Agency workers earn £400 a year less than directly employed colleagues


Agency workers are subject to a “pay penalty” of 16p an hour if they are in the same job for three months or more, according to research by the Resolution Foundation.

The think tank has called for the government to repeal the Swedish derogation, an employment contract loophole that enables companies to avoid paying agency workers the same as directly employed staff.

Employees who are under Swedish derogation or “pay-between-assignment” contracts lose an average of £400 a year compared with their colleagues in identical roles but employed directly, it claimed.

The Resolution Foundation also recommended that agencies provide a written standardised statement outlining workers’ entitlements on their first day of work.

Both this and the repeal of the Swedish derogation were among the key recommendations of Matthew Taylor’s review of modern work practices, published in July 2017.

The report found that, while many workers enjoy the flexibility that agency work brings, there are widespread reports of “poor and sometimes unlawful” practice. Their ability to make demands of employers was often dependent on the strength of the local labour market – for example those in a buoyant market could leave assignments for better ones.

Lost holiday pay was also an issue: the Resolution Foundation estimated that in 2017 agency workers missed out on as much as £500 million of unpaid holiday pay. Around 500,000 agency workers are eligible for pensions auto-enrolment, yet there was poor awareness of this entitlement.

It recommended that the Employment Agency Standards Inspectorate set up new task forces in “agency worker hotspots” such as Barking and Dagenham, Leicester, Sandwell and North East Lincolnshire to target poor practice.
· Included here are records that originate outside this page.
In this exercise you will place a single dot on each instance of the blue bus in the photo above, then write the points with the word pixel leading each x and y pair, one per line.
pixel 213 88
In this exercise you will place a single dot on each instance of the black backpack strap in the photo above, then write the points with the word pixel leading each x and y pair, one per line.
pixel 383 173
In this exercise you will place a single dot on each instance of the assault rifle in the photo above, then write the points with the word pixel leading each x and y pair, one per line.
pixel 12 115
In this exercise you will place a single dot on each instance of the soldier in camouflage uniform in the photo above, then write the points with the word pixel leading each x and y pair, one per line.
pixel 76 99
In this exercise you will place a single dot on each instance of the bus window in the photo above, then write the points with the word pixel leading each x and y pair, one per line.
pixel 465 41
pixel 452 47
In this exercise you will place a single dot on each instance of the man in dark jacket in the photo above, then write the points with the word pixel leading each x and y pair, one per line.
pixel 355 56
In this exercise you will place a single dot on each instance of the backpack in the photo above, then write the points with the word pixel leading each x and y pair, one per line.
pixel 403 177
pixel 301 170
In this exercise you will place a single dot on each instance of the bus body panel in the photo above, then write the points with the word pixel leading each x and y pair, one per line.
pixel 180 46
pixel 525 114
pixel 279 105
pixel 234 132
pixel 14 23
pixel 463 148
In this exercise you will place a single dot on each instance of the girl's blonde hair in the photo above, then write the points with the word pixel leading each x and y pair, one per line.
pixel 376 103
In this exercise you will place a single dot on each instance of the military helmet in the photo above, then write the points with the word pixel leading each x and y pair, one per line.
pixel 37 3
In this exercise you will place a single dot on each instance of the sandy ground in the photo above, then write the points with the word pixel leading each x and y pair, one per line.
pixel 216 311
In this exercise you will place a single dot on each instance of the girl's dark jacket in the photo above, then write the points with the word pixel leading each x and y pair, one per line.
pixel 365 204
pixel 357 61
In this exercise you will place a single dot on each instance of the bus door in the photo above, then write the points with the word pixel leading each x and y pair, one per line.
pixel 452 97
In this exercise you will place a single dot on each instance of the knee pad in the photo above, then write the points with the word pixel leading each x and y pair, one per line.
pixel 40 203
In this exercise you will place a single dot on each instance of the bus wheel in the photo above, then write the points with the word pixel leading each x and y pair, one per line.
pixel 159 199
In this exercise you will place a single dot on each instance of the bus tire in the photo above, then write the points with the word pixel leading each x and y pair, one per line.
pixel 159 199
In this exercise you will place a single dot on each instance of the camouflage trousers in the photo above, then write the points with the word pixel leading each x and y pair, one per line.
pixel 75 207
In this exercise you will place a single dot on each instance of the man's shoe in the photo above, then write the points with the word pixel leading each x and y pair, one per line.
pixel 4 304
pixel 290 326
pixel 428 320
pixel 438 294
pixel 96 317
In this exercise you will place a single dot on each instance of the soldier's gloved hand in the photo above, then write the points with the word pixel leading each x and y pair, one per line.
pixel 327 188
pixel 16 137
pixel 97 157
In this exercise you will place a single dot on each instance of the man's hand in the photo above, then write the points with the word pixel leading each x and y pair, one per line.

The EAS should in turn work more closely with local authorities, HMRC, the police and the Gangmasters and Labour Abuse Authority, as well as the Health and Safety Executive and Jobcentre Plus.

Lindsay Judge, senior research and policy analyst at the Resolution Foundation, said that the discussion around modern working conditions often overlooked the needs of agency workers.

“The varied nature of agency work presents a real challenge for policy makers, who must address poor regulation and poor practice while preserving the widespread positive aspects of the work,” she said.

“As well as reforming poor regulation, the government should stamp out unlawful practices through tougher, targeted enforcement work.

“Agency Enforcement Task-forces should be established in areas like Barking and Dagenham, Leicester and North East Lincolnshire, where the combination of a high concentration of agency work and high levels of unemployment leave workers especially vulnerable to unlawful practices.”

Last month leaked government papers suggested that the government will pursue many of the recommendations made in the Taylor review, including a repeal of the Swedish derogation rule, although this is yet to be confirmed.